Manta feeding
A manta feeding. Photo credit: Amelia Armstrong


About feeding ecology research

Feeding ecology examines diet and feeding behaviours, energetic requirements, location of resources, and the role of species in food webs. This information is used to help understand (1) drivers for animal movements (both broad scale and fine scale); (2) reasons for aggregative behaviour; (3) resource availability; and (4) critical habitat use to inform conservation.  

Manta rays are planktivorous elasmobranchs (sharks and rays that eat tiny microscopic animals). They are commonly observed in surface waters using “ramjet feeding” to feed on zooplankton. The manta ray swims with its mouth open and uses its cephalic lobes to direct zooplankton into the wide mouth opening where the plankton are filtered out by specialised gill plates. Aggregations of manta rays occur in various locations globally and food is presumed to be one of the major drivers of this behaviour. However, studying the feeding ecology of manta rays remains a challenge as these animals are wide-ranging and plankton are often patchy and short-lived.  Several techniques are employed to try and answer questions on manta feeding ecology.

Research methods

Gut contents analysis (GCA) is a conventional method for examining the diet of a species. Direct examination of the gut contents can provide a “snapshot” of recent food intake for an animal. GCA in manta rays is only applicable to dead animals so has limited use for studying these large vulnerable marine animals.

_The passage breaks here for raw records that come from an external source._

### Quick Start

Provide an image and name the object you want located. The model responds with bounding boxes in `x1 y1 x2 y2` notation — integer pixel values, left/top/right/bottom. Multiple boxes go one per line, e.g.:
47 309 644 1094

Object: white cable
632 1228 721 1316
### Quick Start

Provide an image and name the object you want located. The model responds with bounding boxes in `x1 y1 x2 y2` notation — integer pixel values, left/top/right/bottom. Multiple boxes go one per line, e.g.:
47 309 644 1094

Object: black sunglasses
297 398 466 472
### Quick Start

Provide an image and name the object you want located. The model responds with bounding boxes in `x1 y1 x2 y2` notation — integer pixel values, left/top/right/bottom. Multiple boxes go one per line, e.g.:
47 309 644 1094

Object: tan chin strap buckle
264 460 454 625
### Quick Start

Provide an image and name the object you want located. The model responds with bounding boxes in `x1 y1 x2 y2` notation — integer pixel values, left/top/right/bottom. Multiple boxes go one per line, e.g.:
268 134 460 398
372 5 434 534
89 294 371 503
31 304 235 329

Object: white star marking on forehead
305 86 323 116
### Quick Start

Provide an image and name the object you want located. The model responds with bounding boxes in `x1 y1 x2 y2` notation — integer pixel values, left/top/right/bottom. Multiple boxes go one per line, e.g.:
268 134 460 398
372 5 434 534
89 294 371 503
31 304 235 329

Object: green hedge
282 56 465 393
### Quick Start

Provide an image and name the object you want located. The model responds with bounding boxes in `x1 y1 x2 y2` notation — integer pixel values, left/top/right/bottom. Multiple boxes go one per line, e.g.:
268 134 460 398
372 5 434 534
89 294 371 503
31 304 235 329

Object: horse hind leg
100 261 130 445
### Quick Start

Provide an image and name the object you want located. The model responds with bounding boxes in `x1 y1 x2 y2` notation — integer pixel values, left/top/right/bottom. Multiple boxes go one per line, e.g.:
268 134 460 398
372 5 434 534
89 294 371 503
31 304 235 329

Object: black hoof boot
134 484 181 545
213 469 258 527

Indirect methods of diet analysis to inform ecology and biology include biochemical approaches, such as stable isotope (SI) and signature fatty acid (FA) analyses. These methods are non-lethal and require only a small tissue sample to be taken from the animal. SI analysis provides information on the assimilated food intake of a consumer based on nitrogen and carbon values present in its tissues. FA analysis provides information about an animal’s trophic position, owing to the signature profile of the prey, influencing the profile of the consumer.

Satellite oceanography is the use of remote sensing environmental data to provide spatial and temporal representations of variables such as bathymetry, sea surface temperature and chlorophyll-a concentrations (a proxy for productivity). This technique can be combined with animal tracking and modelling to highlight areas of residency that are potentially important for foraging activity.  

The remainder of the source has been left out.